Wenn ich Action rufe, fängst du an. So wie wir es besprochen haben. Es muss
perfekt sein, konzentriere dich also. Und denk dran, wenn du mit ihr fertig
bist, hast du noch ein Bonbon vor dir.«
    Ein angestrengtes Lachen
drang unter der Schwärze der Maske hervor. Es klang wie das eines starken
Rauchers.
    »Alles klar. Dann lass uns
anfangen.«
    Der Polizist hielt eine
ausgestreckte Hand in die Luft und zählte die Finger ab. Als er den Daumen
wegknickte, drückte er einen Knopf auf der Oberseite der Kamera.
    »Action!«

Kapitel 13
     
    Piet stand vor der
Videokamera, die Augen starr in die Linse gerichtet. Dann verbeugte er sich
unbeholfen. Als er sich wieder aufgerichtet hatte, hielt er die Machete vor die
Kamera. Er fuhr mit einem behandschuhten Finger die Klinge entlang, ganz
langsam. Im nächsten Moment vollführte er eine Drehung und ließ die Waffe die
kühle Luft des Ballsaals zerteilen. Eine weitere Verbeugung folgte.
    Daniel sah, wie Kurt einen
Daumen hob, seinen Kopf jedoch nicht vom Objektiv wegbewegte. Er schien
zufrieden zu sein mit der wahnsinnigen Darbietung des in Lack und Leder
gekleideten Entführers.
    Piet drehte sich weg und
Kurt folgte der Bewegung mit der Kamera. Mit einer weiten Ausholbewegung
durchtrennte Piet die Kabelbinder, die Karlas Hände mit den Streben der
Stuhllehne verbunden hatten. Mit der freien Hand packte er sie an den Haaren
und zerrte sie von der Sitzfläche vor die Kamera, präsentierte sie einem
unsichtbaren, anonymen Publikum. Daniel wollte sich nicht vorstellen, was für
Leute sich dieses Machwerk ansehen würden.

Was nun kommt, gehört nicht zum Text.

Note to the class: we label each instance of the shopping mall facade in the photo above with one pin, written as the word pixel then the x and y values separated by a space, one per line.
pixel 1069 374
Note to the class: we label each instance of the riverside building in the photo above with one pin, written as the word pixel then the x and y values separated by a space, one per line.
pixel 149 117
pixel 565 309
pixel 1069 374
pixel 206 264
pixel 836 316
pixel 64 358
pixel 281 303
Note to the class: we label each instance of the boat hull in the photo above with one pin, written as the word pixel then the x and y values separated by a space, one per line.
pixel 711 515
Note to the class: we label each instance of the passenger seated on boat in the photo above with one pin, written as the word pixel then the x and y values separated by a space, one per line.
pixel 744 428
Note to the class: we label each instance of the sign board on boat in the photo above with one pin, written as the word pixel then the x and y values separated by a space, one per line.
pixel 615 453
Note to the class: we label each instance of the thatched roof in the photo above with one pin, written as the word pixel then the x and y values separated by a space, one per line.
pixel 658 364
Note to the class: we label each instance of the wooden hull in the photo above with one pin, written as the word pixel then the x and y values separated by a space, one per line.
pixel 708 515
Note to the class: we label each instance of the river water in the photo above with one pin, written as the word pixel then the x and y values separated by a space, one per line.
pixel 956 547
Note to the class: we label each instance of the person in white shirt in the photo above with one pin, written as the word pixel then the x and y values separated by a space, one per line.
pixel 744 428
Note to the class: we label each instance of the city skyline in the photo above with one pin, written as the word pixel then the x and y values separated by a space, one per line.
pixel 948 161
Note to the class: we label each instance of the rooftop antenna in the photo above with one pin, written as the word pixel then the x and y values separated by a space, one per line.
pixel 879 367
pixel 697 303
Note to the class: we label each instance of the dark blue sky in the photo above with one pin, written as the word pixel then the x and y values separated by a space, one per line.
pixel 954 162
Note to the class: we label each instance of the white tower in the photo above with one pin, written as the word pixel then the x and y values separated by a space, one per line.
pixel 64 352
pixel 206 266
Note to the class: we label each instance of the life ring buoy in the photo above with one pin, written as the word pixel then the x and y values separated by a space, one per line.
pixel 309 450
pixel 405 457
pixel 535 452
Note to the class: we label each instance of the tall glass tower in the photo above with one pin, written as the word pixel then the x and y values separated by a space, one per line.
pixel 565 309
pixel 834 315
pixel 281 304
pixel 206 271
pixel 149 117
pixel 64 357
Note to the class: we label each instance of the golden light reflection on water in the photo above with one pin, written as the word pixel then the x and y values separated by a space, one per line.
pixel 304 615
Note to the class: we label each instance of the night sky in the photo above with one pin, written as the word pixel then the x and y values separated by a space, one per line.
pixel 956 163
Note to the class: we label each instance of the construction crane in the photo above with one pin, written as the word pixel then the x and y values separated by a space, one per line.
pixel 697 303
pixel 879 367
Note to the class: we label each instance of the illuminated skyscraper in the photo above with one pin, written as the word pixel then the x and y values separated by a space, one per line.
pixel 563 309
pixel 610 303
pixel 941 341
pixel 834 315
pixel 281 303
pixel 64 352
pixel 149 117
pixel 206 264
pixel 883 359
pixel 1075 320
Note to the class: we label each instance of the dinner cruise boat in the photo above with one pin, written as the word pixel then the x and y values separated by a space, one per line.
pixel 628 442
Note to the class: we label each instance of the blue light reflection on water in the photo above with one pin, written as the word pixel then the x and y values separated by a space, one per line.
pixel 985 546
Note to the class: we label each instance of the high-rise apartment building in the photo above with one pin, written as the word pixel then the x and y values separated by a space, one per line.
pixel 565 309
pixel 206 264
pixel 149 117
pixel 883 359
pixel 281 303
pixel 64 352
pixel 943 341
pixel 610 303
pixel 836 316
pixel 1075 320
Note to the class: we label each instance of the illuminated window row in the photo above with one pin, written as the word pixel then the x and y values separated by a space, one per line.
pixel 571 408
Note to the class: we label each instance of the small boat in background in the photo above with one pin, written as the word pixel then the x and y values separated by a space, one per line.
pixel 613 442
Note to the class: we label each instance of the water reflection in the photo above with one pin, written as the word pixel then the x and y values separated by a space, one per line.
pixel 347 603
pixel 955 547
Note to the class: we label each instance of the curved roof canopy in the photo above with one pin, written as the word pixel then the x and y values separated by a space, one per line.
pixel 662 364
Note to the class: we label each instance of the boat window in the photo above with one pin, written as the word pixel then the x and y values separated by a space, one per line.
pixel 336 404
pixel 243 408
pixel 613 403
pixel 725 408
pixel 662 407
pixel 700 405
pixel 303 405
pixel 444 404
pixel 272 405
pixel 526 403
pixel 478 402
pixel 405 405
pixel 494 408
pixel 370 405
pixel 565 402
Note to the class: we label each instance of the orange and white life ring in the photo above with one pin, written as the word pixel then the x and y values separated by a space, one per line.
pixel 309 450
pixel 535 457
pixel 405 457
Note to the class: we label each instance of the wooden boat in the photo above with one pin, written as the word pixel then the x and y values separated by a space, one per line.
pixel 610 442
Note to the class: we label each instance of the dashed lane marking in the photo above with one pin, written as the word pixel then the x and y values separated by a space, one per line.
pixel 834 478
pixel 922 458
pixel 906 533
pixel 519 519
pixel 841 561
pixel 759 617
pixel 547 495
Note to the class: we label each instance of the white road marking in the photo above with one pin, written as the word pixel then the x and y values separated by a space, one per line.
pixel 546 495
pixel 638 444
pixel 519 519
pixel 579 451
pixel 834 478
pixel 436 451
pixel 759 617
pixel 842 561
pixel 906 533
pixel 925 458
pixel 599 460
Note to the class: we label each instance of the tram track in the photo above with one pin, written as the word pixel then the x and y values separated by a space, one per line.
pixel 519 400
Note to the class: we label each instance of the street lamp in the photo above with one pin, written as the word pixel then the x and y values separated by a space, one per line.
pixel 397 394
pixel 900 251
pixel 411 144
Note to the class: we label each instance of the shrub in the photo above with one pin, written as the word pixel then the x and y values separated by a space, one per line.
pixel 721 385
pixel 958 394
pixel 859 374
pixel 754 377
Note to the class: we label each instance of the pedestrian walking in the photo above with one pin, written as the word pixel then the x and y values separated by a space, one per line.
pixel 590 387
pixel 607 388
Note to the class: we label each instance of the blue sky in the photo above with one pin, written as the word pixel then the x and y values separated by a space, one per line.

    Piet griff einen Knebel, den
er vorher auf dem Rand der Matratze abgelegt hatte. Mit groben, ruckartigen
Schwüngen seiner Arme legte er ihn seiner Nichte an. Als er fertig war, war es
Karla unmöglich, einen artikulierten Ton von sich zu geben. Ein gelber Ball von
der Größe eines Tischtennisballs steckte in ihrem Mund, gehalten von ledernen
Schnüren, die quer über ihren Kopf liefen. Piet packte sie an den Haaren und
zwang sie zu einer Verbeugung.
    Dann bedeutete er ihr, sich
zu setzen. Karla gehorchte. Als sie auf dem verschimmelten Stoff Platz genommen
hatte, war Karlas Gesichtsausdruck nicht mehr stoisch, sondern voller Angst.
Mit Augen, groß wie Untertassen blickte sie zu ihrem Onkel auf, der sie vor der
Wand platzierte und ihre Hände über dem Kopf an dem Haken befestigte. Mit einem
Blick wie gebrochenes Glas beobachtete sie Piet, der seine Arbeit beendet und
abermals zu tanzen angefangen hatte. Wieder präsentierte er seine Machete, fuhr
mit den Finger an der Klinge entlang.
    Daniel sah, wie Kurt
lächelte. Seine Waffe hatte er von der Uniform entfernt und trug sie jetzt am
Gürtel seiner Jeans. Der Griff der Pistole lugte heraus wie eine Einladung,
dieses kranke Spiel zu beenden. Wenn er sie doch nur irgendwie erreichen
könnte. Dann könnte er sich nach vorne lehnen und sie mit einer schnellen
Bewegung vom Gürtel lösen. Doch seine Hände hatten immer noch keinen Millimeter
Spielraum. Ein Ding der Unmöglichkeit.